• Question: how would you describe your journey throughout the competion as making a sandwich?

    Asked by mcclean to Adam, Joanna, Louise S, Marcus on 21 Nov 2012.
    • Photo: Joanna Giles

      Joanna Giles answered on 21 Nov 2012:


      haha! That is brilliant. Hmmmmm, well!
      I know the bread and butter would be the foundation – so I think that when I was filling in the whole questionnaire and uploading photos, perhaps that would be the bread and butter (but can I have a baguette rather than a sandwich? please?). Then I suppose my bread and butter was toasted, because I had to wait a little while before the competition started.

      When the questions started coming in, I guess that was when the sandwich filling comes in – but some were very random and some were huge, so I reckon it was a bit like opening the fridge and seeing what was in there and chucking it all on! A bit of ham, a bit of jam a bit of lettuce … a bit of everything! I think the live chats have been a bit like adding some mayo – a nice extra touch to a massive sandwich!

      Does this even make any sense? or am I going crazy? :S

    • Photo: Marcus Wilson

      Marcus Wilson answered on 21 Nov 2012:


      erm well, i suppose the registration process and early slection was the brea, because it was neccesary but pretty boring.

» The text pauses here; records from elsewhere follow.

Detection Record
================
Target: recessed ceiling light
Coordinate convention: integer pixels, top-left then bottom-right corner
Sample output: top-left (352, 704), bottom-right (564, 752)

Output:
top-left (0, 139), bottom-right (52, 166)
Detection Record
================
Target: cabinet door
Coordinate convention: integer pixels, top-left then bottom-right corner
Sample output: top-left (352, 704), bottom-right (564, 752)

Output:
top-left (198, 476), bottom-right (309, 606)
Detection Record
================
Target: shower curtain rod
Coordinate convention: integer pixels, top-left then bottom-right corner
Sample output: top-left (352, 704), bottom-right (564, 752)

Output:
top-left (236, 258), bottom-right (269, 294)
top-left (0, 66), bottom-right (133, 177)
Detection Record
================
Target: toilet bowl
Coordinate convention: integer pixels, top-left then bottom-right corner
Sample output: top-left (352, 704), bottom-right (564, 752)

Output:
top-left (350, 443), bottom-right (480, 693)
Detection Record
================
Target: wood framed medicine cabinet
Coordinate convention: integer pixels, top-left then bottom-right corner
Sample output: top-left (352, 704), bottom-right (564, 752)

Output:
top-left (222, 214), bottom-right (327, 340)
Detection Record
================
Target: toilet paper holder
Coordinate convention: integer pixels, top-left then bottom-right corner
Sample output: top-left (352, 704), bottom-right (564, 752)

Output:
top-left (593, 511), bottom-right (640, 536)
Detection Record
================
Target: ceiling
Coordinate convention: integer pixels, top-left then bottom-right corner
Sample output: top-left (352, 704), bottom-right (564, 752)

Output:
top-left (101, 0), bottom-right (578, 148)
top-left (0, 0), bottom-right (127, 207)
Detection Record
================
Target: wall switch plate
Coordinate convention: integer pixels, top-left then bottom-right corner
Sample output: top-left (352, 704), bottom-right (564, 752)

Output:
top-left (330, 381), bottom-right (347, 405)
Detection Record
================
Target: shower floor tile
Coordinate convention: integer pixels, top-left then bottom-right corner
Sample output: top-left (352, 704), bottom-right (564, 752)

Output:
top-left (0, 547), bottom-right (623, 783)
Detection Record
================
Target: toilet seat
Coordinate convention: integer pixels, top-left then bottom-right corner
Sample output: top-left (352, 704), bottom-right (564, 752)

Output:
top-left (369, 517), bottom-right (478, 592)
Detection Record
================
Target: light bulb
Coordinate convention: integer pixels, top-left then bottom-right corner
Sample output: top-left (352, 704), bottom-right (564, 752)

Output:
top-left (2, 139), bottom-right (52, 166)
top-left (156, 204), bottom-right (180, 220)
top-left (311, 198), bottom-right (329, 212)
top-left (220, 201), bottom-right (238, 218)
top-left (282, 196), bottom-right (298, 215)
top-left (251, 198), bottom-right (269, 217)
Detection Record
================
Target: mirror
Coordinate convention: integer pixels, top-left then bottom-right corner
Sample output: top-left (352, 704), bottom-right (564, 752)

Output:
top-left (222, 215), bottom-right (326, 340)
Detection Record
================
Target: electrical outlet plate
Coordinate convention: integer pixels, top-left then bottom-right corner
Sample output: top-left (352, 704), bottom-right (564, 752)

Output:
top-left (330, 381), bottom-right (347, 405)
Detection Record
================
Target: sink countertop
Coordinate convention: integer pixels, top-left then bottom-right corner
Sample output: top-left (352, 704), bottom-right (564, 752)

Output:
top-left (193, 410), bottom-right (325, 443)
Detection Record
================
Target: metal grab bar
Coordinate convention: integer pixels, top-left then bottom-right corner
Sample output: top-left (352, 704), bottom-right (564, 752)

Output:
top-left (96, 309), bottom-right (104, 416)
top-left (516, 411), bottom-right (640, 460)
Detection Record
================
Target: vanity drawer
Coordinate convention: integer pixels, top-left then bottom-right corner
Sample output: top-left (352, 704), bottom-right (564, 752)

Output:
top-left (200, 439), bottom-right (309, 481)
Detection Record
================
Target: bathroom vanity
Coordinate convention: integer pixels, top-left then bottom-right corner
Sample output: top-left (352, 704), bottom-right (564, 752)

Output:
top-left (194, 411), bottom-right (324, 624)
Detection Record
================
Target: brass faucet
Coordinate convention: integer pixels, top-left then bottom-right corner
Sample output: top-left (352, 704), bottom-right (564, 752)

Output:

The questions would be the salad filling, lots of it but plenty of time to get through. and the chat seassions would be a biig chunk of meat, intense, lots of flavour and the most satisfying bit.

    • Photo: Louise Stanley

      Louise Stanley answered on 21 Nov 2012:


      Hello!

      Wow thats a metaphor and a half! I like sandwiches so that is a good start I guess! I would agree with Joanna in that we (the scientists) are the bread or baguette whichever is your preference the basis of a sandwich. And then you guys are the fillings – what make it interesting and exciting – without you there wouldn’t be a competition and would be a bit boring (like bread on its own!). With so many questions being asked the sandwich is very full now so will be difficult to get my mouth round 🙂

    • Photo: Adam Paige

      Adam Paige answered on 22 Nov 2012:


      I guess for me it has been a lot like preparing my daughter’s school lunch each morning. Done rapidly and rushed in between a dozen other things needing to be done in a short space of time. But hoping that I am managing to make a sandwich interesting and tasty enough for her to enjoy at lunchtime. And then waiting for the end of day result to see if she ate her lunch or is going to complain about what I gave her.

      But despite the metaphor – this experience is a lot more fun than sandwiches!